Congratulations on being voted number one in our British cinema poll.
‘Well, it’s all very exciting indeed.’
Do you recall the last time you saw ‘Don’t Look Now’?
‘Golly, it was some time ago. I’ve seen clips and I’ve introduced it at festivals. It’s interesting seeing it in clips, as it gives you these hints that remind you where you were going at that time. Funnily enough, I don’t like watching a movie I’ve finished. It’s difficult because the film was part of your life.’
Was the experience of making ‘Don’t Look Now’ a positive one?
‘Film is a curious thing: you’re preparing, working on and thinking about it for a long time before you shoot anything. Suddenly you give birth to this piece.
‘Making films is like being a jockey. After the race, interviews with jockeys are very interesting. One interview stuck in my mind – and I’m aware it sounds a little mad making the connection between moviemaking and horseracing – when they said to a jockey, “You were lying third: did you know you were going to come through?” Then he says, “I was third, but I wanted to hold him back until he wanted to go.” The horse is the one who’s directing the jockey. It’s the same relationship between film and director. Sounds a bit airy-fairy, but it’s true!’
How did you know Donald Sutherland and Julie Christie were right for the main roles?
‘This movie was about two people discussing who they were and what they did. I really like the fact that it was an American man – Donald – with a British woman – Julie. It was a pure, physical and mental exchange, not because of background or nationality. For me, “Don’t Look Now” is about expressing love in a different way.’
The infamous sex scene in the film: some people see it as this moment of pure bliss, others read it as a outburst of anguish.
‘Sex, whether you like it or not, is the prime force of life. There is no other reason to be here. For me, sex is very rarely rude. It’s a fresh thing. The censors saw things that didn’t happen in the sex scene. Did this happen? Did that happen? It’s not unusual. The wonder of film is that because we relate to moments and emotions so deeply, we often see things that aren’t there.
‘I think people secretly connected to “Don’t Look Now” for that reason. Maybe that’s why after all this time when it’s looked at, people see that more clearly. When it came out, audiences were less used to it. Back then, I imagine that scene would’ve been like someone bursting out of a cupboard and shouting “Boo!”.’

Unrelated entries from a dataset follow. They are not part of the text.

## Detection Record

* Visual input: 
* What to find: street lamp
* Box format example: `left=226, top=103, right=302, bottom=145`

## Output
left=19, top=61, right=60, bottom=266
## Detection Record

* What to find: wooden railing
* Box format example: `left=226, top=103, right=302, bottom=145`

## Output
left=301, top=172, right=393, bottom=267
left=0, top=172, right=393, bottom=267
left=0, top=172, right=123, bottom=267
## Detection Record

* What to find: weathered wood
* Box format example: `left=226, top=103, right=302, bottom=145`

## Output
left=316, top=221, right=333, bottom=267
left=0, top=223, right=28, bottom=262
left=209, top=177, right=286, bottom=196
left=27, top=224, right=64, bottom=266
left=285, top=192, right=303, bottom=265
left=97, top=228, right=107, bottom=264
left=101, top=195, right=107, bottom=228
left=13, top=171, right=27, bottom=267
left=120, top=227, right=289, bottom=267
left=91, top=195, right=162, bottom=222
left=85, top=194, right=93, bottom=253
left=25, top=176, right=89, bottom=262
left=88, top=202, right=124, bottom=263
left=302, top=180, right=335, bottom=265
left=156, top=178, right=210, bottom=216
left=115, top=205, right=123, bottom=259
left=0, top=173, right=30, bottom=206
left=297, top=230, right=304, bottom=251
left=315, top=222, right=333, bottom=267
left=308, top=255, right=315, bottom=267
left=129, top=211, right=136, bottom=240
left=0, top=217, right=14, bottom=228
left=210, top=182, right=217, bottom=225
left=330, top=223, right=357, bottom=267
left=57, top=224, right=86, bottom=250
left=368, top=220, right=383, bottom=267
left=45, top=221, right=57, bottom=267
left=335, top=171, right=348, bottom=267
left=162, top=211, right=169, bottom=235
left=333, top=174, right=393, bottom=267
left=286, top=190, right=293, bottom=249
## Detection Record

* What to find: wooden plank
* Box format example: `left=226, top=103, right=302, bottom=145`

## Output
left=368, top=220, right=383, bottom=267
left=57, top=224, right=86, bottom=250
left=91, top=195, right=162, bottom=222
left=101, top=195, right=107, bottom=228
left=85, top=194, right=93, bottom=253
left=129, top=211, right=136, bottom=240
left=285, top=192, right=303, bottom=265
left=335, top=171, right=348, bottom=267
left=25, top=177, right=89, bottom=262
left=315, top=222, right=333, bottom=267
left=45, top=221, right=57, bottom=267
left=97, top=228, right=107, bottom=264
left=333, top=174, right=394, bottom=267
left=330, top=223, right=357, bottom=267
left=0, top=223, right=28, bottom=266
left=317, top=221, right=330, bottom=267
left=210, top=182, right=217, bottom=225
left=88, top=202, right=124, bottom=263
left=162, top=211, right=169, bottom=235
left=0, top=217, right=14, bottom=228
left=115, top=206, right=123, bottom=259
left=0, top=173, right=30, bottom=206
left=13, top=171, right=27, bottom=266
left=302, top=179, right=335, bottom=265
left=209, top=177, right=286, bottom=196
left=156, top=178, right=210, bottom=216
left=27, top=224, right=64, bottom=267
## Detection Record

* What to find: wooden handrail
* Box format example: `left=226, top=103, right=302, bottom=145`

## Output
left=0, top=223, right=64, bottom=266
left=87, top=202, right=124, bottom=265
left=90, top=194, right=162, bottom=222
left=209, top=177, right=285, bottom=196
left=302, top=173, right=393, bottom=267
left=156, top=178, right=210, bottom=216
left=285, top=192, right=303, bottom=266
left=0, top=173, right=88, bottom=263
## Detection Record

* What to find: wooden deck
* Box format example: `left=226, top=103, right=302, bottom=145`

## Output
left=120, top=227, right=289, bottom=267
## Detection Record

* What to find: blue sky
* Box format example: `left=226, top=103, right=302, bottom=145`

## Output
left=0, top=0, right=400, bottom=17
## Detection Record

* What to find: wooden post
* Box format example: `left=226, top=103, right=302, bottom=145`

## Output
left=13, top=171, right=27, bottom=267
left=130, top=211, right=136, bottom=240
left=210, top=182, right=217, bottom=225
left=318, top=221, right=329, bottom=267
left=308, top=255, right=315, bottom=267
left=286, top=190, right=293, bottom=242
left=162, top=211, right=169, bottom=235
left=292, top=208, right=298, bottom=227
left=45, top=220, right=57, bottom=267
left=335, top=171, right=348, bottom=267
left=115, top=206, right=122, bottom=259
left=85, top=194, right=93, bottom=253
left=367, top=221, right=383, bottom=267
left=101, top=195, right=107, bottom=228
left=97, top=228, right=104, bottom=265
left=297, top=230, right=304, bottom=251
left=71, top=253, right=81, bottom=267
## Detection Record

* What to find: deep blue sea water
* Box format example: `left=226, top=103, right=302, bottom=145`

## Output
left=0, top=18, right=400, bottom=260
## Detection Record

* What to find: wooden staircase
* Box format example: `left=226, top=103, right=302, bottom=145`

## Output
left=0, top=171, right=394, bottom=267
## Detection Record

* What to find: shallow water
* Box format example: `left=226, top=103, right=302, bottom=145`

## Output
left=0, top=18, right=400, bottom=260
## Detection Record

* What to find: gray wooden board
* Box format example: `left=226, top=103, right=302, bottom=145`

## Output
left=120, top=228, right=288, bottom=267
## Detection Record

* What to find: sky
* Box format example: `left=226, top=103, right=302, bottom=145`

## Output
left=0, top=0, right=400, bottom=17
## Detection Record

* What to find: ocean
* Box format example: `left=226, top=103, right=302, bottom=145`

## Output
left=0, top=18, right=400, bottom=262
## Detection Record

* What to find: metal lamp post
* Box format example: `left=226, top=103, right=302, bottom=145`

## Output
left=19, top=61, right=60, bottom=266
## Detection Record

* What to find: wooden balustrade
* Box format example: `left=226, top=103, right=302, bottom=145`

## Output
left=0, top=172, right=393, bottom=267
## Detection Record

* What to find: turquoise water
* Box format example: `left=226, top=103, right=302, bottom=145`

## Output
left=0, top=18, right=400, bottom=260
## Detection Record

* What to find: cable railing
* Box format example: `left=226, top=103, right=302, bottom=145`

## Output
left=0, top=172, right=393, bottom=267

You made ‘Don’t Look Now’ in Venice and you shot a lot of your other films abroad. What’s the appeal for you in making films in strange lands?
‘I like being a stranger in a strange land. We don’t go to all the sites in London, because they’re there and we can always go to them tomorrow. I like that things stand out making the decision of whether to show the tour guide’s view of another city.
‘In “Don’t Look Now”, Donald Sutherland is a church restorer and he’s working there, so there’d be no reason that we’d need to see any tourist landmarks. It’s very difficult for me to see London in the way that a stranger sees it. Stories seem to stand out more when you’re shooting them in a place you don’t know, especially Venice.
‘I don’t think I’ve been to another city where you can walk down a narrow street and you can hear footsteps getting louder and louder. It’s like someone’s always behind you. The maze of those alleyways was a fantastic thing for me, but Venetians don’t notice it.’
Are there any other films in the top 100 you’re fond of?
‘If I started making selections I’d only upset someone! But I think it’s a fine list, and I don’t see any film on it that doesn’t deserve to be there.’